Reece took a long pull on his beer while Lula rambled on about the accident. Fancy-Pants wasn’t exactly how he’d categorize the woman he’d pulled out of a piñon tree this morning. Unless, of course, she wore something decidedly provocative under those baggy U.S. Army rejects.
An image of the leggy, tousle-haired brunette in lacy black bikini briefs flashed into his mind for an instant. Resolutely Reece pushed it out. What she wore or didn’t wear under her fatigues was none of his business. His only concern was the safety of her and her crew during their filming around the dam site.
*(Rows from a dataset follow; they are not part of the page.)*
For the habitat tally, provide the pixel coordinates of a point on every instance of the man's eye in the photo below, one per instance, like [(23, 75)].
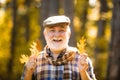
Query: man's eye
[(62, 30)]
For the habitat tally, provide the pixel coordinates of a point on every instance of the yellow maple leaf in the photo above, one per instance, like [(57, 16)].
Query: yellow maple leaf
[(81, 45), (34, 49)]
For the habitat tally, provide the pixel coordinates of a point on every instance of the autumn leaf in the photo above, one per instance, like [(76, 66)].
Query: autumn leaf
[(34, 49), (81, 45)]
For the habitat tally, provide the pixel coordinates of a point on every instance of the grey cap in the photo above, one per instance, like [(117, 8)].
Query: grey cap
[(56, 20)]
The same couldn’t be said for everyone else in town. The imminent arrival of the filmmaker and her crew had dominated the conversation at the café and the town’s only bar for weeks. Everyone had an opinion about why she’d come back, and most were only too willing to voice it. Clearly ready for another discourse on the prodigal’s return, Lula flapped a hand at Reece.
“Go on, go on, eat that steak while it’s still sizzlin’. I’m just keepin’ you company while I’m wait-in’ for them Hollywood people. Did you know that boy with the Scott woman has rings through every part of him that moves, and a few that don’t?”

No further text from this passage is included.